Three prominent Republican members of Congress, at least, have a real problem with this sort of “partnership.” Reps. King, Bachmann and Goodlatte, possibly relying on published NLPC stories (one only can hope), smell a shakedown. And while they aren’t overtly denouncing the Pigford II settlement, they are saying that the information on the case is insufficient to justify loosening public purse strings. At yesterday’s press conference, the trio called upon Attorney General Holder to conduct a complete investigation and appealed to the Senate to refrain from approving additional funding until the results of the probe are made available. Congressman King, a member of both the House Agriculture and Judiciary Committees, also announced that he had written Agriculture Secretary Vilsack to request a meeting next week to discuss allegations of major fraud in the disbursement of funds under the original Pigford suit. King stated:
There is a growing firestorm over the allegations of massive fraud in the Pigford settlements. According to sworn testimony by John Boyd, President of the National Black Farmers Association, there are 18,000 black farmers. They could not all have been victims of discrimination. To date, there have been over 94,000 claims made. These numbers speak to massive fraud, meaning that American taxpayers are on the hook for what Pigford judge Paul Friedman called ‘forty acres and a mule.’
It is common practice for Secretaries of Agriculture to sit down with members of the Agriculture Committee. It is uncommon for the topic of conversation to be as urgent and expensive as Pigford, with a price tag of $2.3 billion. Secretary Vilsack has an obligation to the American taxpayers to cooperate with an investigation of Pigford fraud.
The Senate may be poised to pass the Obama administration’s request for additional Pigford funding. Pigford payouts must be stopped until Congress and the USDA can conduct a thorough investigation.

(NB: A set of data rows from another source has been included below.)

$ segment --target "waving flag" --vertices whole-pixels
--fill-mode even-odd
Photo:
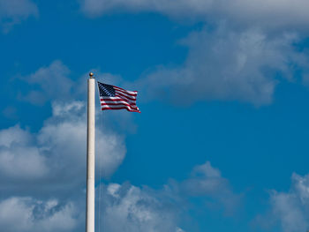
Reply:
[[[123,109],[140,113],[136,106],[137,91],[128,91],[98,81],[101,109]]]

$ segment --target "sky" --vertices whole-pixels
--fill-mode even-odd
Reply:
[[[307,0],[0,0],[0,228],[85,231],[87,79],[98,232],[309,230]]]

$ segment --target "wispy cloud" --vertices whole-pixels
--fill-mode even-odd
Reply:
[[[308,72],[306,57],[292,46],[294,34],[268,36],[260,30],[235,32],[224,26],[204,27],[181,41],[186,61],[177,68],[158,67],[138,81],[143,97],[181,104],[203,100],[269,104],[276,83],[293,79],[295,69]]]
[[[0,26],[7,33],[30,16],[37,16],[38,8],[31,0],[0,0]]]

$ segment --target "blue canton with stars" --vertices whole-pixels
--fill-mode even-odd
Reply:
[[[106,85],[98,81],[100,97],[115,97],[113,86]]]

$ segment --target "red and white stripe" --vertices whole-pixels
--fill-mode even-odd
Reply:
[[[123,88],[113,86],[115,97],[100,97],[101,109],[125,109],[131,112],[139,112],[139,109],[136,105],[137,91],[128,91]]]

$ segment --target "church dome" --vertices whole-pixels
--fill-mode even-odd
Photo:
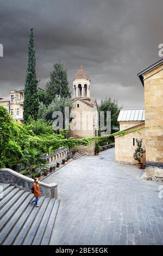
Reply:
[[[82,65],[75,75],[74,80],[76,79],[86,79],[87,80],[90,80],[89,77],[85,72],[85,70]]]

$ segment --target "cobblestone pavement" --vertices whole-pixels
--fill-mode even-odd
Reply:
[[[61,198],[51,245],[163,245],[163,184],[114,161],[110,149],[44,180],[58,184]]]

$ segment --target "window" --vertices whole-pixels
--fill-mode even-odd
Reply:
[[[13,109],[10,109],[10,115],[13,115],[13,114],[14,114]]]

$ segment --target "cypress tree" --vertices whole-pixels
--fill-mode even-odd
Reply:
[[[36,120],[37,118],[39,102],[37,94],[38,81],[36,74],[35,49],[33,29],[31,28],[28,44],[28,61],[24,88],[24,122],[30,116]]]
[[[60,61],[53,65],[50,80],[46,85],[46,92],[49,103],[51,103],[57,95],[62,98],[71,97],[67,71],[64,69],[63,64]]]

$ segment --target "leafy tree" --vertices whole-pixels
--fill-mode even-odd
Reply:
[[[39,110],[39,118],[45,119],[49,123],[53,121],[52,115],[55,111],[60,111],[63,115],[64,125],[65,128],[65,108],[69,108],[69,114],[73,107],[73,102],[69,97],[63,98],[60,95],[56,95],[52,103],[46,107],[42,103],[40,103]]]
[[[71,97],[67,71],[60,61],[54,64],[46,89],[49,103],[52,102],[57,95],[63,98]]]
[[[25,166],[30,174],[32,172],[34,172],[37,169],[45,167],[47,162],[46,159],[42,158],[42,153],[40,150],[35,148],[29,148],[25,149],[19,165]]]
[[[137,148],[135,150],[133,156],[135,160],[137,161],[139,163],[141,163],[141,160],[143,157],[143,154],[145,153],[146,150],[144,150],[142,148],[142,139],[140,140],[136,139],[136,141],[137,144]]]
[[[107,98],[104,100],[102,100],[100,106],[98,107],[98,111],[104,112],[105,126],[106,125],[106,111],[111,112],[111,133],[118,131],[120,129],[119,123],[117,121],[117,118],[121,109],[118,105],[116,100],[112,100],[111,97]],[[101,131],[102,132],[104,131]]]
[[[35,50],[33,29],[30,29],[28,44],[28,61],[24,88],[24,121],[26,123],[29,117],[34,119],[37,118],[39,97],[37,94],[38,81],[36,74]]]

It’s a reasonable appeal. Hopefully, the Obama administration can put aside any misgivings it might have that Rep. King’s concerns are rooted in “racism.” The issue is public accountability. Congress should not be spending billions of taxpayer dollars based on highly questionable and likely bogus claims, regardless of the race of the complainants. The Pigford case provides an example of what happens when plaintiffs and their litigators see government as a lottery rather than as a repository of the public trust – and when executive branch officials are too timid to admit as much.